En fixant l'analyse au niveau du genre, on minimisera le recours au lexique, beaucoup moins discriminant qu'au palier des champs génériques, pour se concentrer sur les autres types de données disponibles ; nous reprendrons ici les catégories évoquées dans « Automatic Detection of Text Genre », à savoir l'usage de la ponctuation, qui a une valeur rythmique et syntaxique particulière sans pour autant être d'ordre lexical, et les résultats de l'étiquetage morphosyntaxique au sens large, dans lequel on trouvera, outre les catégories grammaticales, des indications de personne et de temps précises. Les travaux de Kessler et al. comme ceux de Biber nous montrent de manière positive que ces variables ont la capacité de représenter des catégories génériques, ce que confirme de manière négative les traitements basés uniquement sur le lexique.

Sur la base de ces variables, on peut donc souhaiter, et c'est l'objet de notre étude particulière sur le genre du roman policier, trouver en quoi un genre s'oppose à ses « concurrents directs », le roman sérieux dans notre cas. Cette recherche soulève deux questions méthodologiques importantes que le choix des variables sur lesquelles nous allons faire porter l'analyse ne résout pas plus que celui des corpus de travail. La première, qui n'est pas du tout abordée dans les études que nous avons présentées jusqu'ici mais que la question du corpus et la définition des genres soulèvent conjointement, est celle de la diachronie : quelle place et quel traitement doit-on réserver à l'évolution des genres, de leur constitution et de leur définition ? La seconde question découle de la première et tient à l'objet même de l'étude : qu'allons-nous chercher ? Un individu ou des variables ? La définition d'un prototypique, ou l'identification des traits distinctif du genre policier ?

Les deux problèmes sont liés : dans le cadre de notre étude sur un corpus littéraire, nous ne pouvons ignorer l'antériorité du roman sérieux et l'autonomisation progressive du roman policier, ni leurs influences réciproques au sein même des œuvres ; par ailleurs, nous savons que certains auteurs ont créé des ruptures particulières et s'inscrivent dans l'histoire de la constitution du genre policier. Faut-il alors définir le roman policier par un individu statistique moyen représentant l'ensemble des textes placés dans cette catégorie, et qui s'étalent sur près d'un siècle ? Ou faut-il plutôt chercher des modèles, des parangons qui représenteraient le genre dans son autonomie ?

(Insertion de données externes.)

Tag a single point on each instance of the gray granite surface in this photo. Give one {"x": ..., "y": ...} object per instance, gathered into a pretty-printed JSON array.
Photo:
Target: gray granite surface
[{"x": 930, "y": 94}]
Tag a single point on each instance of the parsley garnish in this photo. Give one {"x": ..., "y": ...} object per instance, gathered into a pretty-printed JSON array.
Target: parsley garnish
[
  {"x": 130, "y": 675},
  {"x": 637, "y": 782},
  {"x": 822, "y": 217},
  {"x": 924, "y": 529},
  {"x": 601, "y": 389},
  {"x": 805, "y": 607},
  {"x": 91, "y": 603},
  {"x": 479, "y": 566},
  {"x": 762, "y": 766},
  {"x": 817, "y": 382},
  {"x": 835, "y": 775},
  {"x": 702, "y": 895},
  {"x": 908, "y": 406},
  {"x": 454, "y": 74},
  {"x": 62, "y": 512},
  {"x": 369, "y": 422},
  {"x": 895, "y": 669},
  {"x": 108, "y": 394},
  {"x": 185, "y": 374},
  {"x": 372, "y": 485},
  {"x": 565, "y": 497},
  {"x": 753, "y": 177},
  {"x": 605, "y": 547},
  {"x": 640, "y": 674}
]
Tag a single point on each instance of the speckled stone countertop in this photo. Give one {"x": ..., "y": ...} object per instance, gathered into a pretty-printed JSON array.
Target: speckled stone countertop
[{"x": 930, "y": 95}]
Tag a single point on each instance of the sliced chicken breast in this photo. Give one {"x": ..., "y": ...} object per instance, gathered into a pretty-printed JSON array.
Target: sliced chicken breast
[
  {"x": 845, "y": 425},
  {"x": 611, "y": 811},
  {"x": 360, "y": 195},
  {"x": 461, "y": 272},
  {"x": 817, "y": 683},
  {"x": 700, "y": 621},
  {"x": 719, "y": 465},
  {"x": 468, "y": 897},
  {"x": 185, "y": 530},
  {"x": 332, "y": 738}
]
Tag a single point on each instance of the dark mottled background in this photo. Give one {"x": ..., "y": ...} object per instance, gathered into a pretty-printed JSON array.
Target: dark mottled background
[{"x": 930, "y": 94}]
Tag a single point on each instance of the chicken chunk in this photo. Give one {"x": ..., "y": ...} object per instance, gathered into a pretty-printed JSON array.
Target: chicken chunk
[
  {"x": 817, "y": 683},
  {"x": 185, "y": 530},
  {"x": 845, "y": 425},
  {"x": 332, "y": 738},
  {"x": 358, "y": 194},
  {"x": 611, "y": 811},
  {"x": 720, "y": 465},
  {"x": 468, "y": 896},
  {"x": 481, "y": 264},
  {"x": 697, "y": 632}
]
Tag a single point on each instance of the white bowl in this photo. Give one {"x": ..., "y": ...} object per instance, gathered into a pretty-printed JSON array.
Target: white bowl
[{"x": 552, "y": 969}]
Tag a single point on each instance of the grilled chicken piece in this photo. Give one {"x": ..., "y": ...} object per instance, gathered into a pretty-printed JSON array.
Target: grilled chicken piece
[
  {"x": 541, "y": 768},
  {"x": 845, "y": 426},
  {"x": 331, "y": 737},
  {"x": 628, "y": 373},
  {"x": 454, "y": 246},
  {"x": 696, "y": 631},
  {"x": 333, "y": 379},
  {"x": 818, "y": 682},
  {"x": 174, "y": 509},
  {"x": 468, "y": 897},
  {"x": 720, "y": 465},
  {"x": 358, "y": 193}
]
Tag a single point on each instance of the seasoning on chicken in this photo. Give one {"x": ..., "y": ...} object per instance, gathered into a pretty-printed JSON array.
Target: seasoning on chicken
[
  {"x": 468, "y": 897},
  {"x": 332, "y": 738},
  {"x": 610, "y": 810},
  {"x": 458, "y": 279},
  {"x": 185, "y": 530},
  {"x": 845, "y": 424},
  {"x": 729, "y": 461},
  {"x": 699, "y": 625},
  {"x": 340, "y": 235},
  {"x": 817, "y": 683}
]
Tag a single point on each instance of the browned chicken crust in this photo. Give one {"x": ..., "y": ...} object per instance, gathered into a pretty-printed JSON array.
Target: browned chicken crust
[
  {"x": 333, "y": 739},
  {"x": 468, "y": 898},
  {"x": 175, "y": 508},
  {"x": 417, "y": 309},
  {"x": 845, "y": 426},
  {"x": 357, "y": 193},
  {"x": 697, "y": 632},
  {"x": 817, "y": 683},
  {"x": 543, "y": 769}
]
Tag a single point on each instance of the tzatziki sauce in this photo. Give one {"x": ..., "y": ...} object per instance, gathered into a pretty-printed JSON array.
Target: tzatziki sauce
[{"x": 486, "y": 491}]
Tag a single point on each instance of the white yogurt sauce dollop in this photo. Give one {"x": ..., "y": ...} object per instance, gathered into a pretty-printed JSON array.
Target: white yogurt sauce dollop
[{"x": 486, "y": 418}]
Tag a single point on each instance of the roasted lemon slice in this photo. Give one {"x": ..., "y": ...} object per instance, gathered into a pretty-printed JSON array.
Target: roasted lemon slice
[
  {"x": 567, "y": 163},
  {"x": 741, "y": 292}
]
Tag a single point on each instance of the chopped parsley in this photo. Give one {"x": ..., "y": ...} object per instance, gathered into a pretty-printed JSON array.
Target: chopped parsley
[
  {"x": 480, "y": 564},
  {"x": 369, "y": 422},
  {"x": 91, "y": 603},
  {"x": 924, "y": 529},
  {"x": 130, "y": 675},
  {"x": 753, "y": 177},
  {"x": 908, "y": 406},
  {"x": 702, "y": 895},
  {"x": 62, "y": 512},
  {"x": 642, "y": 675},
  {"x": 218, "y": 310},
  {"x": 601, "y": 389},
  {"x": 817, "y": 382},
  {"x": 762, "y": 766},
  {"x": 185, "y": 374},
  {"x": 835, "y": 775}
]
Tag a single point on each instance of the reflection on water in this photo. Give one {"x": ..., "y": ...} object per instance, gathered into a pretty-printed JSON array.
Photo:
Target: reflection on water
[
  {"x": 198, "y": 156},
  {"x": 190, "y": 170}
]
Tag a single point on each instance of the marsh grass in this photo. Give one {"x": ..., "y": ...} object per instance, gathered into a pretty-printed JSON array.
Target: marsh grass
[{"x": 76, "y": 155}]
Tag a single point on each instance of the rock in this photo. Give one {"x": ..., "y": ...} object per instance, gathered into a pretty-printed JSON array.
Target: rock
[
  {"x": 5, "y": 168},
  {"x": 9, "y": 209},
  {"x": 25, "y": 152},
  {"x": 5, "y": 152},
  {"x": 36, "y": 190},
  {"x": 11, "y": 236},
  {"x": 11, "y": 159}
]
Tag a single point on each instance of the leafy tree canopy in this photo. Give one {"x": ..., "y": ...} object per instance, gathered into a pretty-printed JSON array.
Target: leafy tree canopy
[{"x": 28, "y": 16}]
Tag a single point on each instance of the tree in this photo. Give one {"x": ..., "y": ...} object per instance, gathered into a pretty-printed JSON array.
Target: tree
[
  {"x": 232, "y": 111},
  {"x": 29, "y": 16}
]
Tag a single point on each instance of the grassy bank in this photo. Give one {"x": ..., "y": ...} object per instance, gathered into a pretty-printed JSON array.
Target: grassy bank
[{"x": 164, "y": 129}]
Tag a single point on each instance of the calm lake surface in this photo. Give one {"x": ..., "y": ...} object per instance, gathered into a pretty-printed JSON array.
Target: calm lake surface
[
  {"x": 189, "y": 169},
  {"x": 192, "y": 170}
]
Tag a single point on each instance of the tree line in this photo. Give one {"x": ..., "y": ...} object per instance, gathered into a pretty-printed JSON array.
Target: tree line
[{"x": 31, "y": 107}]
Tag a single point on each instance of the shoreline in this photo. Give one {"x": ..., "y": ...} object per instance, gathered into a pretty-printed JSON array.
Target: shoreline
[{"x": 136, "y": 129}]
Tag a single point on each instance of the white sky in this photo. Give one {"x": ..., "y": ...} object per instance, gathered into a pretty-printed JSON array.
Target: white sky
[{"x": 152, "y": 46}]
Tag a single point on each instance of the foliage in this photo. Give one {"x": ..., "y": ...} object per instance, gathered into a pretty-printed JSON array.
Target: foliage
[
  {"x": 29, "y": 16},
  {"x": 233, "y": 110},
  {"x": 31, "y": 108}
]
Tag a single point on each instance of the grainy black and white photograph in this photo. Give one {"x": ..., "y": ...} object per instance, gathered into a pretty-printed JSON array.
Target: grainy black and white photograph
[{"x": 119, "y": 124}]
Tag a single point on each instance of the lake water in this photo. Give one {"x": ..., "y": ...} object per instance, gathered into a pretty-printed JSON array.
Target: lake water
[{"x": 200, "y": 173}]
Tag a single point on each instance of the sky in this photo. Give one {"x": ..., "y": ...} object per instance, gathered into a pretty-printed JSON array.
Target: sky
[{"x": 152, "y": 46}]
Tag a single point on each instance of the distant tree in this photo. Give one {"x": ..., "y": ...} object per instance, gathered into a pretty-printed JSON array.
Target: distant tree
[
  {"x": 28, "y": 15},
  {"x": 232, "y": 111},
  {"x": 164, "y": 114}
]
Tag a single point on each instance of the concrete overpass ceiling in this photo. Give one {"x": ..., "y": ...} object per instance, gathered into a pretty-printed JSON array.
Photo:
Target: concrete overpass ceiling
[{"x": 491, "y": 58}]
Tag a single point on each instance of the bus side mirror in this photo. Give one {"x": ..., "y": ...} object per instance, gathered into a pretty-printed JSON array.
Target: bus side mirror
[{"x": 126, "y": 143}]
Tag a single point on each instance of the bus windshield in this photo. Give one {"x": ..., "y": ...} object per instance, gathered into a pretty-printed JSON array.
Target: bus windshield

Nous ne répondrons pas à ce problème maintenant, mais tenterons au contraire d'y apporter des réponses au fil de l'analyse du corpus de romans policiers, en tentant de voir quel individu prototypique il est possible de définir pour quelle représentativité diachronique, et en quoi un tel individu s'oppose au roman sérieux ou crée un sous-genre qui s'écarte du canon policier. C'est à travers cette triple problématique de la représentativité, de la spécificité et de la diachronie que nous pourrons tenter à la fois de qualifier le genre policier par rapport à son « ennemi direct », le roman sérieux, et d'évaluer l'homogénéité d'un genre dont nous savons qu'il se divise en de nombreux sous-genres.